She loses things and blames me for it. Attacks me saying I’m f---ing with her. But she’s f---ing with me. She’s so much older than me. She knows what she’s doing. Yes, her health is deteriorating, but she literally won’t allow me to leave as shown when she f---ing choked me.
She’s 47. I’m turning 23. She can’t expect me to be able to keep up with everything. She puts me down again and again and calls what she does to me “tough love”. Calls me a manipulator who doesn’t give a s--- about her. That I’m using her. Tells everyone how I depend so much on her like she’s some f---ing martyr. Says she only hits and screams because I don’t listen.
She better pray I don’t use my voice. Because a neighbor already said they had a recording of her hitting me and they’d call the police.
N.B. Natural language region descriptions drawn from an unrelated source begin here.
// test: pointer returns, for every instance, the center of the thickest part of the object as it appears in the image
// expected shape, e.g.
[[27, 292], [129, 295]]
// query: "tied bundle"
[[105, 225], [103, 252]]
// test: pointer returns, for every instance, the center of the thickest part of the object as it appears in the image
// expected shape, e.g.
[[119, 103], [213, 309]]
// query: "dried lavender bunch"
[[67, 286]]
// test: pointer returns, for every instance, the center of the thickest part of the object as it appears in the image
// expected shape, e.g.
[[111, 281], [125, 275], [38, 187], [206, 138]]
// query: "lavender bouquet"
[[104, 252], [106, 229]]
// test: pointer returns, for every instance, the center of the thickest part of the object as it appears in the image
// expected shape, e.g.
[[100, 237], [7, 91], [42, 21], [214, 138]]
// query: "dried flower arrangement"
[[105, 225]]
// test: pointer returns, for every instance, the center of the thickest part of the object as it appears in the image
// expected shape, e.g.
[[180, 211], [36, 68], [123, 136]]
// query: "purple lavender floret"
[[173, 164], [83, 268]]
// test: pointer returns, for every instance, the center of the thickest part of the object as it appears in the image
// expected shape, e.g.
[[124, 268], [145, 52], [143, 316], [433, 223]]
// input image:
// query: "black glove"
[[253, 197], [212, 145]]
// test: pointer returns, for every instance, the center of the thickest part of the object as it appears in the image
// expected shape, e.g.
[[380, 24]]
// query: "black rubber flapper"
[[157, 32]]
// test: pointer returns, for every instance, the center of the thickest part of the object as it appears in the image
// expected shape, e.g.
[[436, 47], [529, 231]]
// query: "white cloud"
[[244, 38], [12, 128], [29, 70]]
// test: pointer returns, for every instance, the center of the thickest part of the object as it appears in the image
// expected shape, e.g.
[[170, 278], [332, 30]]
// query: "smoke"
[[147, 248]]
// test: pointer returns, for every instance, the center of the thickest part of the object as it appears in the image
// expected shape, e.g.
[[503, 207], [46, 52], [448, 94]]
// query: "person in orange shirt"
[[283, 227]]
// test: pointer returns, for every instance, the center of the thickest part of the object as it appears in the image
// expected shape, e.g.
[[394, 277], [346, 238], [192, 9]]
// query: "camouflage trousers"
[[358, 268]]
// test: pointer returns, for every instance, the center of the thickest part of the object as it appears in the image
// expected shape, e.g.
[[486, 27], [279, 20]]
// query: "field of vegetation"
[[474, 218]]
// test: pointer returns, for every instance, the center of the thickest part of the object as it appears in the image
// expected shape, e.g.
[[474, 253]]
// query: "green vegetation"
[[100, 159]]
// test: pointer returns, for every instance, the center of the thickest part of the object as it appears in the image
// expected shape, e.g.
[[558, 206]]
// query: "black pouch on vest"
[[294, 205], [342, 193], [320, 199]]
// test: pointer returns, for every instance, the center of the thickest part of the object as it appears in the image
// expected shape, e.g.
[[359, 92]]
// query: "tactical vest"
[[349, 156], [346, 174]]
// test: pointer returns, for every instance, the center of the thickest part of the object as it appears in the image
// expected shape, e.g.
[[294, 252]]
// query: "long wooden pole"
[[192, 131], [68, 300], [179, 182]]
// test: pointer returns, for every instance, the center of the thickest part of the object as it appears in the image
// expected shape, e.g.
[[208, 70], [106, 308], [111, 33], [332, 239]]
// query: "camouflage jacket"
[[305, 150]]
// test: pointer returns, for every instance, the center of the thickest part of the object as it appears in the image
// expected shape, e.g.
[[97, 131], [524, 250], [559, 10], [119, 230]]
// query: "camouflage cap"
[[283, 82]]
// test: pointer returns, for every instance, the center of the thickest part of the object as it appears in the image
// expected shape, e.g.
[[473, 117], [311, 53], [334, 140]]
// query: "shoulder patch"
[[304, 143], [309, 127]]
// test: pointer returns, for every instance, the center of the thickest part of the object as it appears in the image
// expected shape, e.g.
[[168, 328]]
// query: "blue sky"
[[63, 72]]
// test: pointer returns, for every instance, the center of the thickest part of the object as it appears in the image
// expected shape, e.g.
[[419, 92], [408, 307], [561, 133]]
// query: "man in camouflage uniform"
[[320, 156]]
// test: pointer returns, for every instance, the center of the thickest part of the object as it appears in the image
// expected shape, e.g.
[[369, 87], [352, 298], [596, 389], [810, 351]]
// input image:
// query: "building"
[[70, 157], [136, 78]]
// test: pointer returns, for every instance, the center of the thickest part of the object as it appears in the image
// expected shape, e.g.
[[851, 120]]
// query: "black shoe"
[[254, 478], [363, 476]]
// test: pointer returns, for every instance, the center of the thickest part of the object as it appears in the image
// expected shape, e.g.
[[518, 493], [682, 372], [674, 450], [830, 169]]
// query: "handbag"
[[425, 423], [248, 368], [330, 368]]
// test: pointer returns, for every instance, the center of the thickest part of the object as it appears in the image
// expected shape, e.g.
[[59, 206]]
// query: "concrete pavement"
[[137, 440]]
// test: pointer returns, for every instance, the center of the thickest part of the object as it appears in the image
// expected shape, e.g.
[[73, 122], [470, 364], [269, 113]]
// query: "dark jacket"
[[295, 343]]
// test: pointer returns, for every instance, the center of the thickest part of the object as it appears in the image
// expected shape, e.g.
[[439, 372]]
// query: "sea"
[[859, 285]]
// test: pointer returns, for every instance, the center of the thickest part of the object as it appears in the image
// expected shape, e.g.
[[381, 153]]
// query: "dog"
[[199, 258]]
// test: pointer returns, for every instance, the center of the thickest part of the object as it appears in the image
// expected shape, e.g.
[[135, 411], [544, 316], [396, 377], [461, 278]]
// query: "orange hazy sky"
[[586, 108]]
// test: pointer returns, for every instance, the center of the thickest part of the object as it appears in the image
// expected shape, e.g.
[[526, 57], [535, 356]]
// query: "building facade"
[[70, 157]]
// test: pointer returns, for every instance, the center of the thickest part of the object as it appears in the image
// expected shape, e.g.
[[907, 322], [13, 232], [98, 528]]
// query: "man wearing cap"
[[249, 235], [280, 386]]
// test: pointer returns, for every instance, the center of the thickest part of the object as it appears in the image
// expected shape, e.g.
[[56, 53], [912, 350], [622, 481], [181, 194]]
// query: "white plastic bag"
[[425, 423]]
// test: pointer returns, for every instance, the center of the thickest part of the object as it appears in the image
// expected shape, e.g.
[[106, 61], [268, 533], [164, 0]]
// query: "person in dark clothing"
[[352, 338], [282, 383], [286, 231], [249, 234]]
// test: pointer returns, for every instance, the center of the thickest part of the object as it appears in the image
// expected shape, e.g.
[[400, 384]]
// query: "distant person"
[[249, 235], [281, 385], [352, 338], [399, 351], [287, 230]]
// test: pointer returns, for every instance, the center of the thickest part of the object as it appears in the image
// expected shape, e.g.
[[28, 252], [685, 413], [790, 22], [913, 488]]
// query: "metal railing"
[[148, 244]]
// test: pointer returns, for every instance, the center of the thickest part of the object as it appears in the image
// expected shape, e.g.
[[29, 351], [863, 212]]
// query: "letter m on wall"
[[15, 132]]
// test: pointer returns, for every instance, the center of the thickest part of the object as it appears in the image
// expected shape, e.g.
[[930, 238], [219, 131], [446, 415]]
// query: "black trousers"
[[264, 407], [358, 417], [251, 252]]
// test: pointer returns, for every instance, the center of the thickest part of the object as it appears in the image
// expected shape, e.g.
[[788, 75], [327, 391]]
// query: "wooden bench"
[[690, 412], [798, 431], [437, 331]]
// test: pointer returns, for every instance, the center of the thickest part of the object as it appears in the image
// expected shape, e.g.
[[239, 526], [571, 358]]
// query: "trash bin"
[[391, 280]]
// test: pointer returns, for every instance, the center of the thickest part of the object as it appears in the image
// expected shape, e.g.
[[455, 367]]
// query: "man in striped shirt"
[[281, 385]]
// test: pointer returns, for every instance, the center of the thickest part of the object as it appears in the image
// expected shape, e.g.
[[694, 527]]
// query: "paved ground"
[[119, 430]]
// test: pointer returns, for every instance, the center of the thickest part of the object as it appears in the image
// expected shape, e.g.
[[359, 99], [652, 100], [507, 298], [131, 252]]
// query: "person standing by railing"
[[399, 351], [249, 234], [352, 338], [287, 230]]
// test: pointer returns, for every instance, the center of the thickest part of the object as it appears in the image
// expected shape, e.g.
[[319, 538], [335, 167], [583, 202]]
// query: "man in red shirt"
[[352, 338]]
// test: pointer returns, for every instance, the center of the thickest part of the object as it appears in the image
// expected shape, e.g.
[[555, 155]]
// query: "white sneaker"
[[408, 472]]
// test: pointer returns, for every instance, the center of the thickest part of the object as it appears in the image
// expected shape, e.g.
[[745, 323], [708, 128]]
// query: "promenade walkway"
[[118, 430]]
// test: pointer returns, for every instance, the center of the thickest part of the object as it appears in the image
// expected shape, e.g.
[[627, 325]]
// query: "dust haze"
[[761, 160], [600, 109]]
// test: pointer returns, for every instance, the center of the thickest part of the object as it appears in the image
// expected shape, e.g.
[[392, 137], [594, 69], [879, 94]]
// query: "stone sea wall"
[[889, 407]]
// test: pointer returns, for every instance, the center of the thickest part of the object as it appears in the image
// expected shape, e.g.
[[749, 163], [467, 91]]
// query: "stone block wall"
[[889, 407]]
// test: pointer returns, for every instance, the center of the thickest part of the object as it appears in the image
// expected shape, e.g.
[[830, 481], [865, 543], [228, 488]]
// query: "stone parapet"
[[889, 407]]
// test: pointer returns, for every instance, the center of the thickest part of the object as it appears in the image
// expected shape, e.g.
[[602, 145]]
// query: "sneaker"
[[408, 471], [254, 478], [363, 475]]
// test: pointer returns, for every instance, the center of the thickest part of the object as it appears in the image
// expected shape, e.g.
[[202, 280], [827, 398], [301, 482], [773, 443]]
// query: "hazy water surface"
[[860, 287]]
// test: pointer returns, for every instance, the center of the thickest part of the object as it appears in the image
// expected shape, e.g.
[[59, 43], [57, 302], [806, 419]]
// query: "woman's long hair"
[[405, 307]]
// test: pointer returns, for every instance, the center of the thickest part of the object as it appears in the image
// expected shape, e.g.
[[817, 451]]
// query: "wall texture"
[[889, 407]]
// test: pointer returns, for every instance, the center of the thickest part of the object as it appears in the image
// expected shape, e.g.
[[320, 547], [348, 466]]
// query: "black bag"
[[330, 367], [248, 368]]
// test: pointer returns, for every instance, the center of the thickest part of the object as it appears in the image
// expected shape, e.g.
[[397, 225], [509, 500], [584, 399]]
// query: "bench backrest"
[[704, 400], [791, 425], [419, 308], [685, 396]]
They came out one time and asked if I needed help. The garage was open so I couldn’t say yes, because Savior is always watching.
I just have to play smart. -
Oh boy oh boy do I have the update for you
Apparently my parents said something about me being kidnapped by Savior (I wasn’t lol) and we got in a big “fight” where I was dropped off at midnight in the middle of the ghetto without any f---ing shoes in a city where glass is everywhere on the street
Luckily I found a deli where the owners were nice enough to let me stay in this room where I definitely have to get tested by the doctor for any diseases bc it doesn’t even have a light, but I appreciate the shelter and I started volunteering there in return for shelter and food as I had nothing
4 days pass and yesterday I bumped into a dude I will refer to as Psycho and psycho is infatuated with me. He found out through Savior a bit about what happened and told Savior. Savior has been looking for me and misses me. And honestly? I missed her too. She came in as it is Mower’s birthday and she just got in touch with Psycho. Apparently she found out info about this place that she’s texting me.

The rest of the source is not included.